House GOP approves resolution condemning Harris as ‘border czar’
House Republicans approved a resolution Thursday that condemns Vice President Harris as the Biden administration’s “border czar,” the latest move by GOP lawmakers to criticize Harris as she mounts a bid for the White House after President Biden withdrew from the race.
The resolution — spearheaded by Rep. Elise Stefanik (N.Y.), the GOP conference chair — cleared the chamber in a 220-196 vote. Six Democrats voted “yes.”
House GOP leaders added the resolution to the vote schedule Monday, one day after Biden announced that he was dropping out of the race and endorsing Harris to be the new nominee, a decision that shook the political landscape and forced Republicans to recalibrate their messaging in the presidential race.
The resolution offers a sense of how Republicans plan to campaign against Harris.
The measure, which spans four pages, takes aim at Harris’s handling of the situation at the southern border, referring to her as the Biden administration’s “border czar.” Biden in 2021 selected Harris to lead the administration’s efforts to address the root causes of migration, a matter that was top of mind when Democrats entered the White House that year.
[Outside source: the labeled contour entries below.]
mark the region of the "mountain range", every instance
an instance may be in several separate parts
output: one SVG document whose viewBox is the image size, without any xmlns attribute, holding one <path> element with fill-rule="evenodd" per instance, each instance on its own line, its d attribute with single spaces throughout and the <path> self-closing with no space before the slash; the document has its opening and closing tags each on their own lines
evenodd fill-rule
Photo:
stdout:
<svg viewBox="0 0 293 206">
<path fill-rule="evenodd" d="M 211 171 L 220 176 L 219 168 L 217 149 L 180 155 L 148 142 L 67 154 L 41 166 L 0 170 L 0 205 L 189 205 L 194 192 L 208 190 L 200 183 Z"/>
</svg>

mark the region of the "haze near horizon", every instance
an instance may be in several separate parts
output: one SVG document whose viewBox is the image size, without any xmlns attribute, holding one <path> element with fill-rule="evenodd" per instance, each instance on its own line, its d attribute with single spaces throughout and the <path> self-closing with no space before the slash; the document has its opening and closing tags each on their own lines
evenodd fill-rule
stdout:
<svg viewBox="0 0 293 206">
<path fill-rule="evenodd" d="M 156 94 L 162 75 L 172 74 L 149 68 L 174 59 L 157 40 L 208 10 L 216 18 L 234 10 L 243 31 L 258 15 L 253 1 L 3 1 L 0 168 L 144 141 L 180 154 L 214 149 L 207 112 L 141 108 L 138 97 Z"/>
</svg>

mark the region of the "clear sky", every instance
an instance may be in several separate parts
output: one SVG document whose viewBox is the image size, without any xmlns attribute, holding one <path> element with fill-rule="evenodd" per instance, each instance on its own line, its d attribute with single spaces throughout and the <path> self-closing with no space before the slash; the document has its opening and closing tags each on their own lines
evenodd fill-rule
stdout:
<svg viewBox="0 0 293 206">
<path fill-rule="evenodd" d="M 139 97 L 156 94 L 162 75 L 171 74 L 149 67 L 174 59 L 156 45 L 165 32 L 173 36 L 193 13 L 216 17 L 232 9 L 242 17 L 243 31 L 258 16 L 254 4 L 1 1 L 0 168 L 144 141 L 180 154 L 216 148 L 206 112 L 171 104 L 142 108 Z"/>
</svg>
He did not, however, formally give Harris the title of “border czar.”
The focus on Harris’s handling of the southern border comes as several polls indicate voters are most concerned about the border and immigration this election cycle.
“No matter what congressional district you go to, the No. 1 issue facing Americans is Kamala Harris’s open border crisis,” Stefanik said during debate on the House floor Thursday. “And by every metric, Kamala Harris has failed to secure our borders, instead advancing far left Democrats’ failed open border policies and the needs of illegal immigrants over the safety of Americans.”
“Kamala Harris has failed in overseeing American safety by refusing to secure the border,” she later added. “She has proved that she is unfit to lead.”
The resolution says it took Harris “93 days as the border czar before finally visiting the southern border on June 25, 2021,” and cites former U.S. Border Patrol Chief Raul Ortiz, who told CBS’s “60 Minutes” that he did not have a conversation with Harris or Biden during his time in office.
“President Biden’s and Border Czar Harris’s far left Democrat open border policies are to blame for this historic crisis,” the legislation argues.
The White House has dismissed the attacks by Republicans on Harris, defending the administration’s handling of the southern border and dinging GOP lawmakers for rejecting the bipartisan border deal senators struck earlier this year.
Former President Trump urged Republicans to oppose the legislation, torpedoing the effort.
“As we speak, congressional Republicans continue their months-long blockade of critical resources for ICE and the Border Patrol in the tough bipartisan border security agreement supported by the Biden-Harris Administration,” White House spokesperson Andrew Bates said in a statement earlier this week.
“President Biden and Vice President Harris are leading on border security, while congressional Republicans sabotage it by disgracefully siding with Donald Trump, fentanyl traffickers, and human smugglers over our national security,” he added.
House Minority Leader Hakeem Jeffries (D-N.Y.) accused Republicans of being disingenuous by calling Harris the “border czar.”
“The Vice President was not a border czar,” he said Thursday morning. “They are making that up because they have no affirmative agenda, vision, or track record for the American people.”
The focus on Harris’s handling of the southern border comes after Speaker Mike Johnson (R-La.) urged his members to steer away from attacks focused on diversity, equity and inclusion politics, which some Republicans utilized in the immediate aftermath of Biden’s decision.
“This election … is going to be about policies, not personalities. This isn’t personal with regard to Kamala Harris,” Johnson said. “Her ethnicity, her gender, has nothing to do with this whatsoever.”